An act to amend Section 16350 of the Probate Code, relating to trusts, and declaring the urgency thereof, to take effect immediately.

[ Approved by Governor  September 30, 2014. Filed with Secretary of State  September 30, 2014. ]

LEGISLATIVE COUNSEL'S DIGEST


AB 296, Wagner. Trusts.
Existing law generally requires a trustee to allocate money received from an entity to income. However, existing law requires a trustee to allocate to principal money received from an entity that is a regulated investment company or a real estate investment trust if the money distributed is a capitol gain dividend for federal income taxes. Existing law also requires an allocation to principal of money received in total or partial liquidation of an entity. Existing law provides that money is to be treated as received in partial liquidation to the extent the amount received from the distributing entity is attributable to the proceeds from a sale by the distributing entity, or by the distributing entity’s subsidiary or affiliate, of a capital asset, as defined.
This bill would provide that an allocation to principal of money received in total or partial liquidation of an entity does not include a net short-term capital gain distribution from a regulated investment company or a real estate investment trust.
This bill would declare that it is to take effect immediately as an urgency statute.
Vote: 2/3   Appropriation: NO   Fiscal Committee: NO   Local Program: NO  

The people of the State of California do enact as follows:


SECTION 1.

 Section 16350 of the Probate Code is amended to read:

16350.
 (a) For the purposes of this section:
(1) “Entity” means a corporation, partnership, limited liability company, regulated investment company, real estate investment trust, common trust fund, or any other organization in which a trustee has an interest other than a trust or decedent’s estate to which Section 16351 applies, a business or activity to which Section 16352 applies, or an asset-backed security to which Section 16367 applies.
(2) “Capital asset” means a capital asset as defined in Section 1221 of the Internal Revenue Code.
(b) Except as otherwise provided in this section, a trustee shall allocate to income money received from an entity.
(c) A trustee shall allocate to principal the following receipts from an entity:
(1) Property other than money.
(2) Money received in one distribution or a series of related distributions in exchange for part or all of a trust’s interest in the entity.
(3) Money received in total liquidation of the entity or in partial liquidation of the entity, as defined in subdivision (d), except for money received from an entity that is a regulated investment company or a real estate investment trust if the money distributed is a net short-term capital gain distribution.
(4) Money received from an entity that is a regulated investment company or a real estate investment trust if the money distributed is a capital gain dividend for federal income tax purposes. A capital gain dividend shall not include money received as a net short-term capital gain distribution from a regulated investment company or real estate investment trust.
(d) For purposes of paragraph (3) of subdivision (c), money shall be treated as received in partial liquidation to the extent the amount received from the distributing entity is attributable to the proceeds from a sale by the distributing entity, or by the distributing entity’s subsidiary or affiliate, of a capital asset.
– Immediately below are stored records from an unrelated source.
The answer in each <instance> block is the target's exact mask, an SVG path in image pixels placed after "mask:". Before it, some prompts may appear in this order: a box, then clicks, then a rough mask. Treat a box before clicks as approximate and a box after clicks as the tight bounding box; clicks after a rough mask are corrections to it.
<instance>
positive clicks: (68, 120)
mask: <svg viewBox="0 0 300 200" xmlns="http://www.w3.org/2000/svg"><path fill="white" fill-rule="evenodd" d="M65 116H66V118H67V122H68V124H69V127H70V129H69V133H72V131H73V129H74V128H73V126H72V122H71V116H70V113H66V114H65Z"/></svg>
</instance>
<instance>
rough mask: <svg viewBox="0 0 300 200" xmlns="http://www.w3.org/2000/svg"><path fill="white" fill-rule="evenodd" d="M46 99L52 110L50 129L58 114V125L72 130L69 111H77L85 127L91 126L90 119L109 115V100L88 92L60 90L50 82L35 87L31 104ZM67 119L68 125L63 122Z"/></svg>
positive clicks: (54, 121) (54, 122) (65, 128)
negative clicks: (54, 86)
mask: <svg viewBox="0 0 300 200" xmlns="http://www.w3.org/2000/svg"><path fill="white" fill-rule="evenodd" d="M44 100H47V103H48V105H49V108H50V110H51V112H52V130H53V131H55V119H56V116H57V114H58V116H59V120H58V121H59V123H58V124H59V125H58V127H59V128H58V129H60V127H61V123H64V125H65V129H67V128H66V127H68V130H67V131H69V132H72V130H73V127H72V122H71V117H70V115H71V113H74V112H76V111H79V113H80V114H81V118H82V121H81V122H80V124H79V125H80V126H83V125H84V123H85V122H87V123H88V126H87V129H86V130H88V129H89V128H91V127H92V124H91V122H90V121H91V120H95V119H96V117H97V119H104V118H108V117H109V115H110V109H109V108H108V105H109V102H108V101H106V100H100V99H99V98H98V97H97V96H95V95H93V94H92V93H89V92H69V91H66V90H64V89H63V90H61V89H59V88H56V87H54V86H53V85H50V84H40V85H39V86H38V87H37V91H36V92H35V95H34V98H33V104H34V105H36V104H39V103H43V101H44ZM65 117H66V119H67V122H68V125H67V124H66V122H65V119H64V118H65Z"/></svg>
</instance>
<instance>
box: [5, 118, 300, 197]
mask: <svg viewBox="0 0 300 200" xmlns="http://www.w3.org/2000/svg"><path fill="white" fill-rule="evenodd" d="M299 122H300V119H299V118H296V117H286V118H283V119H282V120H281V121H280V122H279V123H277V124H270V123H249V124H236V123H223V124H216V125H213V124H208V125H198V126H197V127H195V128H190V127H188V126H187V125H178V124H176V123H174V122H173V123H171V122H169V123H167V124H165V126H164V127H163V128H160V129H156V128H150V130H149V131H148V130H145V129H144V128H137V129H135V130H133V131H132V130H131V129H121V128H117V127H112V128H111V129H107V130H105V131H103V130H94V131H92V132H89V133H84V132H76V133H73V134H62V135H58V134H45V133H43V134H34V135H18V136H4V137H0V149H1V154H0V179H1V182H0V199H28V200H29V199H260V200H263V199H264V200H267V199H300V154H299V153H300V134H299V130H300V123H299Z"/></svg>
The following shall apply to determine whether money is received in partial liquidation:
(1) A trustee may rely without investigation on a written statement made by the distributing entity regarding the receipt.
(2) A trustee may rely without investigation on other information actually known by the trustee regarding whether the receipt is attributable to the proceeds from a sale by the distributing entity, or by the distributing entity’s subsidiary or affiliate, of a capital asset.
(3) With regard to each receipt from a distributing entity, if within 30 days from the date of the receipt the distributing entity provides no written statement to the trustee that the receipt is a distribution attributable to the proceeds from a sale of a capital asset by the distributing entity or by the distributing entity’s subsidiary or affiliate and the trustee has no actual knowledge that the receipt is a distribution attributable to the proceeds from a sale of a capital asset by the distributing entity or by the distributing entity’s subsidiary or affiliate, then the following shall apply:
(A) The trustee shall have no duty to investigate whether the receipt from the distributing entity is in partial liquidation of the entity.
(B) If, on the date of receipt, the receipt from the distributing entity is in excess of 10 percent of the value of the trust’s interest in the distributing entity, then the receipt shall be deemed to be received in partial liquidation of the distributing entity, and the trustee shall allocate all of the receipt to principal. For purposes of this subparagraph, the value of the trust’s interest in the distributing entity shall be determined as follows:
(i) In the case of an interest that is a security regularly traded on a public exchange or market, the closing price of the security on the public exchange or market occurring on the last business day before the date of the receipt.
(ii) In the case of an interest that is not a security regularly traded on a public exchange or market, the trust’s proportionate share of the value of the distributing entity as set forth in the most recent appraisal, if any, actually received by the trustee and prepared by a professional appraiser with a valuation date within three years of the date of the receipt. The trustee shall have no duty to investigate the existence of the appraisal or to obtain an appraisal nor shall the trustee have any liability for relying upon an appraisal prepared by a professional appraiser. The term “professional appraiser” shall refer to an appraiser who has earned an appraisal designation for valuing the type of property subject to the appraisal from a recognized professional appraiser organization.
(iii) If the trust’s interest in the distributing entity cannot be valued under clause (i) or clause (ii), the trust’s proportionate share of the distributing entity’s net assets, to be calculated as gross assets minus liabilities, as shown in the distributing entity’s yearend financial statements immediately preceding the receipt.
(iv) If the trust’s interest in the distributing entity cannot be valued under clause (i), (ii), or (iii), the federal cost basis of the trust’s interest in the distributing entity on the date immediately before the date of the receipt.
(e) If a trustee allocates a receipt to principal in accordance with subdivision (d), or allocates a receipt to income because the receipt is not determined to be in partial liquidation under subdivision (d), the trustee shall not be liable for any claim of improper allocation of the receipt that is based on information that was not received or actually known by the trustee as of the date of allocation.
(f) (1) Notwithstanding anything to the contrary in subdivision (d), if the receipt was allocated between December 2, 2004, and July 18, 2005, a trustee shall not be liable for allocating the receipt to income if the amount received by the trustee, when considered together with the amount received by all owners, collectively, exceeded 20 percent of the entity’s gross assets, but the amount received by the trustee did not exceed 20 percent of the entity’s gross assets.
(2) Money is not received in partial liquidation, nor may it be taken into account under subdivision (d), to the extent that it does not exceed the amount of income tax that a trustee or beneficiary is required to pay on taxable income of the entity that distributes the money.

SEC. 2.

 This act is an urgency statute necessary for the immediate preservation of the public peace, health, or safety within the meaning of Article IV of the Constitution and shall go into immediate effect. The facts constituting the necessity are:
In order to clarify state law relative to federal tax law regarding capital gain dividends from a mutual fund or real estate investment trust, it is necessary that this act take effect immediately.